Well, they weren’t there. And they don’t know what went on and they don’t know how we felt at the time, in that environment and what we were told to do.” (…)
“Do you feel sorry looking back now?
To be honest, the whole time I never really felt guilty because I was following orders and I was doing what I was supposed to do. So I’ve never felt guilty about doing anything that I did there.”
About Gus, the mentally ill man on the leash in the photo:
“I didn’t even feel sorry for him at the time. And he’s probably out there killing Americans now.”
And of course, there is Charles Graner, the so-called ringleader of the Abu Ghraib unit, the Alpha male that she fell in love with and who enjoyed putting prisoners in human pyramids to “control” them:
“What’s the sense in making a pyramid out of prisoners? It has nothing to do with controlling them. It doesn’t make sense.
At the time I thought, I love this man, I trust this man with my life, okay, then he’s saying, well, there’s seven of them and it’s such an enclosed area and it’ll keep them together and contained because they have to concentrate on staying up on the pyramid instead of doing something to us. (…) I followed Graner. I did everything he wanted me to do. I didn’t want to lose him.

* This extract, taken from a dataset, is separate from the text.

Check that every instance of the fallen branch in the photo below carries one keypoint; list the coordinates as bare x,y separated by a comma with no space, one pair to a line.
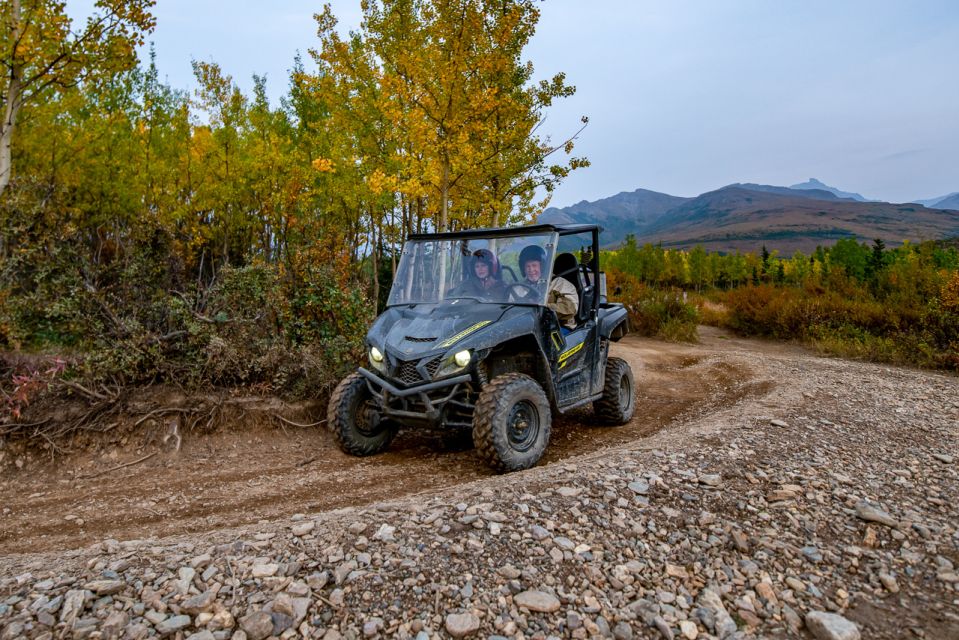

You are seen smiling in the picture. What was so funny?
Sabrina Harmon took the picture and she said, “Hey, smile for the camera”. So we did. It was a kind of the moment thing.
Have you never felt regret about smiling at a stack of naked Iraqis next to you?
I never really thought about it.”
You wonder if she ever actually thought of anything, ever. Although she does get mad sometimes. What makes her mad? That the guy who leaked the photos did it to get back at Graner, she says, and not for nobler motives. And that the media published the photos:
“Both. I guess after the picture came out the insurgency picked up and Iraqis attacked the Americans and the British and they attacked in return and they were just killing each other. I felt bad about it, … no, I felt pissed off. If the media hadn’t exposed the pictures to that extent then thousands of lives would have been saved.”
And here is the difference between an American and a German magazine: follow-up question:
“How can you blame the media? If you hadn’t committed the crimes in the first place, we would have no reason to report on it.”
Yeah.
Her only regret was that she was played by Graner then by the government. Her fears: that someone will recognize her and beat the stuffing out of her or hurt her son. At this point, she lives in a trailer with her parents and does not seem to have much of a life.